Após o debate técnico realizado no ABESPetro Conecta – PEC 221-C/2019: Impactos para Empresas e Trabalhadores, no dia 27 de agosto, a Associação Brasileira das Empresas de Bens e Serviços de Petróleo (ABESPetro) reconhece a importância da PEC 221/2019, que trata da redução da jornada de trabalho no Brasil. Trata-se de uma discussão legítima e relevante, relacionada à qualidade de vida dos trabalhadores, à produtividade e à modernização das relações de trabalho, temas que merecem ampla reflexão por parte da sociedade, do Congresso Nacional e dos setores produtivos.
Entretanto, a ABESPetro entende que a complexidade e a abrangência das mudanças propostas exigem um debate mais aprofundado e uma avaliação mais detalhada de seus impactos jurídicos, econômicos e operacionais, especialmente no setor offshore. A redação atual da PEC ainda gera dúvidas relevantes quanto à sua aplicação prática, especialmente para setores que operam sob regimes especiais de trabalho, como a indústria de petróleo e gás.
A preocupação do setor não se limita à redução da jornada semanal de trabalho. O texto atualmente em discussão combina três mudanças estruturais simultâneas: a redução da jornada semanal, a manutenção integral da remuneração dos trabalhadores e a ampliação do repouso semanal remunerado para dois dias. Em conjunto, essas alterações produzem efeitos que vão além da reorganização da jornada e impactam diretamente o cálculo do salário-hora, divisores de jornada, horas extras, repousos remunerados e dos regimes especiais de trabalho atualmente previstos em lei e em negociação coletiva.
Um dos principais pontos de atenção refere-se ao cálculo das horas extras. A PEC não esclarece de forma expressa como serão tratados os divisores de jornada, o salário-hora e os reflexos decorrentes do segundo repouso semanal remunerado. Essa indefinição cria insegurança jurídica quanto aos critérios de cálculo aplicáveis após a eventual promulgação da emenda e pode resultar em interpretações divergentes sobre o custo do trabalho extraordinário.
As análises técnicas demonstraram que a ausência de clareza sobre os divisores e sobre a interação entre a nova jornada e os repousos remunerados poderá gerar aumento relevante dos custos associados às horas extras e aos seus reflexos trabalhistas. Trata-se de questão que demanda tratamento legislativo específico, evitando a transferência dessa discussão para o Poder Judiciário e a consequente ampliação da litigiosidade.
A ABESPetro considera igualmente fundamental que a PEC preserve de maneira inequívoca os regimes especiais de trabalho previstos na legislação brasileira e historicamente disciplinados por negociação coletiva. Esses regimes atendem realidades operacionais que não podem ser equiparadas às jornadas convencionais e constituem instrumentos essenciais para garantir segurança, continuidade operacional e eficiência produtiva em diversos segmentos da economia.

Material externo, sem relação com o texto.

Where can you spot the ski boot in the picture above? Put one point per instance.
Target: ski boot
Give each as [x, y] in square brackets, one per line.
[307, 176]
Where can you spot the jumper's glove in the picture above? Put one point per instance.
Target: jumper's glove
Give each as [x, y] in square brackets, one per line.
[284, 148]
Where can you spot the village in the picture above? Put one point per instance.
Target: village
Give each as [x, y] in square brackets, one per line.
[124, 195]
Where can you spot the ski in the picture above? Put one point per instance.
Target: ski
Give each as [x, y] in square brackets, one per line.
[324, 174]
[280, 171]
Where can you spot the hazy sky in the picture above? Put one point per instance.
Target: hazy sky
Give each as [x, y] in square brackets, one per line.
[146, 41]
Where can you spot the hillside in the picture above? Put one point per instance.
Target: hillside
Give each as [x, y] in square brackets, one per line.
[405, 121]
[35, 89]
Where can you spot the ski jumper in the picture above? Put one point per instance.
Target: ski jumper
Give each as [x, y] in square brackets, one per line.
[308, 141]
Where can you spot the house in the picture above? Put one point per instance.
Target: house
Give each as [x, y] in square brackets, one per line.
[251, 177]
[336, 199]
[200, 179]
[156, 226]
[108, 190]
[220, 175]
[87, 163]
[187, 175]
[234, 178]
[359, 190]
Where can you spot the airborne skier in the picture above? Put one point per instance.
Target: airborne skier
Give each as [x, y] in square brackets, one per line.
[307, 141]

No caso específico do setor offshore, essa preocupação é ainda mais relevante. As atividades embarcadas operam sob condições logísticas, técnicas e de segurança próprias, amparadas por regime jurídico específico, incluindo a Lei nº 5.811/72, instrumentos internacionais aplicáveis à atividade marítima e acordos coletivos construídos ao longo de décadas de diálogo entre empresas e trabalhadores.
Por essa razão, a ABESPetro entende que eventuais alterações constitucionais não devem resultar automaticamente na revisão dos critérios atualmente utilizados para cálculo de jornada, períodos de folga, horas extraordinárias e demais parcelas remuneratórias aplicáveis aos regimes especiais. Até que exista disciplina legal específica sobre o tema, é fundamental preservar a segurança jurídica dos modelos vigentes, bem como a autonomia da negociação coletiva para acomodar as particularidades de cada atividade econômica.
Outro aspecto que merece revisão é o prazo de transição previsto na proposta. A experiência internacional demonstra que processos semelhantes de redução da jornada de trabalho foram implementados gradualmente ao longo de períodos de quatro a cinco anos, permitindo a adaptação das operações, dos contratos, dos instrumentos coletivos e das estruturas produtivas. O prazo atualmente previsto para adequação das relações de trabalho mostra-se insuficiente diante da magnitude das mudanças propostas e da complexidade dos setores afetados.
Diante desse cenário, a ABESPetro defende a continuidade do debate legislativo, com aprofundamento técnico sobre os impactos da PEC, esclarecimento dos efeitos sobre divisores e horas extras, preservação dos regimes especiais de trabalho e estabelecimento de um período de transição compatível com a experiência internacional. O objetivo deve ser construir uma solução equilibrada, capaz de conciliar os avanços sociais pretendidos pela proposta com a segurança jurídica, a proteção dos empregos, a competitividade empresarial e a continuidade das atividades estratégicas para o desenvolvimento econômico do país.